Now What: Remember these three most important words whenever shopping for olive oil: fresher is better. This can often mean avoiding olive oil sold in grocery stores, where the oils sit on the shelf for months or even years, growing stale, musty, and rancid. Not in the best interest of your health.
Instead, take a look at sites online, directly from farms, where you can secure delicious olive oils within months and even weeks of harvest. If you try one bottle of fresh-pressed olive oil from a good online company, you’ll never go back to lesser store-bought oils…it’s that much of a difference. This is by no means an endorsement of one vendor over another, but to get you started, take a look at sites such as Pressed-Fresh Olive Oil Club, and Pasolivo.
Don’t Be Fooled
NBC News has reported that “fake olive oil is rampant.” The Wall Street Journal adds, “American grocery stores are awash in cheap, fake ‘extra virgins.’” In an exposé, 60 Minutes cautioned that we face a “sea of fakes” when shopping for olive oil in stores.

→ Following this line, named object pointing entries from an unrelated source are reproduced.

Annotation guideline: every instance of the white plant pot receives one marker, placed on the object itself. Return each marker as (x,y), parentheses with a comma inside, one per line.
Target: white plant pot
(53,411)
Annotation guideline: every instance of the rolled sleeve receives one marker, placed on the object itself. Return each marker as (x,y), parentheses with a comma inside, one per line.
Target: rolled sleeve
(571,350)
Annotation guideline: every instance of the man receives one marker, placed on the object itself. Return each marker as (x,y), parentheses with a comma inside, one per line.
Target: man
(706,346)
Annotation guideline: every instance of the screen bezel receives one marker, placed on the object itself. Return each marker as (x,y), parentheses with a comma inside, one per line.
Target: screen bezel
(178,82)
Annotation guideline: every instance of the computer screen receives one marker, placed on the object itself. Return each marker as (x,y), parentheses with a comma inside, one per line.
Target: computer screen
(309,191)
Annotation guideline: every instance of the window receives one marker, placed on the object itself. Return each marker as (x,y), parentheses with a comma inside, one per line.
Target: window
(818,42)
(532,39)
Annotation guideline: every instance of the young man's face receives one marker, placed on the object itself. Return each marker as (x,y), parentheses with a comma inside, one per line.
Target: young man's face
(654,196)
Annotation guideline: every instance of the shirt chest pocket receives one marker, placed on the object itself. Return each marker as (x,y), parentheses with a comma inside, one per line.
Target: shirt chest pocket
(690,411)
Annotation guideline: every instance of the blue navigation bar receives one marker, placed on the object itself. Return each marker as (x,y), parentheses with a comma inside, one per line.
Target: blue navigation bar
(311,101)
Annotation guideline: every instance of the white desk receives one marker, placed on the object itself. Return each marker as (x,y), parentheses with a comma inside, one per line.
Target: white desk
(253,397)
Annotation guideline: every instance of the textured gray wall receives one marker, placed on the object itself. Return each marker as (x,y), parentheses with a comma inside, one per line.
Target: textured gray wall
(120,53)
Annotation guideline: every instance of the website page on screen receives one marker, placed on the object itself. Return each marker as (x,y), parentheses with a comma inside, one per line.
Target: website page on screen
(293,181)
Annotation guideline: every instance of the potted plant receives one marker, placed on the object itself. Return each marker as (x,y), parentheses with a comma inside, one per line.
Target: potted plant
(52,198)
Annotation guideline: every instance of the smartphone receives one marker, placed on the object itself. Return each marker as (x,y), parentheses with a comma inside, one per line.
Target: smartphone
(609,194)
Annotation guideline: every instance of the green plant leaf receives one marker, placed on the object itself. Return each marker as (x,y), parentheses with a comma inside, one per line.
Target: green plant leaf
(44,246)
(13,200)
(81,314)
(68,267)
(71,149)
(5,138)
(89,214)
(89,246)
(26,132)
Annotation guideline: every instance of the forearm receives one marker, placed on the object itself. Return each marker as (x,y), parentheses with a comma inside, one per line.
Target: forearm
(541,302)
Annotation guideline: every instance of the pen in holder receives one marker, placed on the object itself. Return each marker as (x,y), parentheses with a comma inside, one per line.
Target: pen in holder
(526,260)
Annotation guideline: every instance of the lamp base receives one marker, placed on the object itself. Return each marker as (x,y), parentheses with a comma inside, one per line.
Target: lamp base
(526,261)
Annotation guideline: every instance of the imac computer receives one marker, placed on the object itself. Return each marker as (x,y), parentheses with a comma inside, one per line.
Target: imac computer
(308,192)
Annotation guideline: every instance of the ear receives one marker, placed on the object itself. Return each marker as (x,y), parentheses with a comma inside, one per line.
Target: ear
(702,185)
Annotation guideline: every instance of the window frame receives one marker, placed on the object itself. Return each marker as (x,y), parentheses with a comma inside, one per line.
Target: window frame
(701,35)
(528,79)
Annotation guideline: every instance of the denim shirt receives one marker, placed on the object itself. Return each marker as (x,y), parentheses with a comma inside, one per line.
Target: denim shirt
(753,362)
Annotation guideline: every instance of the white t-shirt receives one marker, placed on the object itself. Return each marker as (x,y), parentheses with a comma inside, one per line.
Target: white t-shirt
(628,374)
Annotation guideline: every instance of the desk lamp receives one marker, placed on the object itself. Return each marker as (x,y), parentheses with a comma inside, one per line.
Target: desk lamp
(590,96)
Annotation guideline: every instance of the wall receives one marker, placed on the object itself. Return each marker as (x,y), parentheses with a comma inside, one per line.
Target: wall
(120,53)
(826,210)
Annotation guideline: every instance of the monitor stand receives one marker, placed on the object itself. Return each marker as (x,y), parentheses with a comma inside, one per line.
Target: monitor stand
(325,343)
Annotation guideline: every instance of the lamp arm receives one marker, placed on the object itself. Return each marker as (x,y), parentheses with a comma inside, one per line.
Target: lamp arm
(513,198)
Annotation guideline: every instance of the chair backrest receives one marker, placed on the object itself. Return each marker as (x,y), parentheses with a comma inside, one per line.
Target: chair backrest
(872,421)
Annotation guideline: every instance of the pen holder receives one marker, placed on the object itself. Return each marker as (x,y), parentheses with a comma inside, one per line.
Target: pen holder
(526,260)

Since numerous studies have been published regarding the many health benefits of olive oil, the demand is increasing. But pure extra virgin olive oil is more expensive, which is driving many manufacturers to push fake olive oil as extra virgin, the highest grade. The New Yorker magazine reported that the profits in counterfeiting olive oil are “comparable to cocaine trafficking, with none of the risks.” Since America is the world’s largest consumer market, crooks have successfully targeted U.S. supermarkets as their favorite dumping ground. It’s believed that up to 70% of imported oils are fake.
In his New York Times best-selling book, Extra Virginity, olive oil expert Tom Mueller warns of contaminants and even cancer-causing agents in fake olive oils. He writes: “Italian investigators have found hydrocarbon residues, pesticides, and other contaminants in fake oils, and pomace oil, a common adulterant, sometimes contains mineral oil as well as PAHs, proven carcinogens that can also damage DNA and the immune system. Finally, there’s the 1981 case of toxic oil syndrome in Spain, when rapeseed oil adulterated with an industrial additive, sold as olive oil, killed eight hundred people and seriously injured thousands more.”
As stated at the beginning of this article, there are very few other foods that have the same potential as olive oil to keep you healthy, especially regarding the brain. But, like all foods, the source matters. Take the time to research where and when your oil was pressed. And be prepared to pay a little extra for the real thing. Cheaper is seldom better.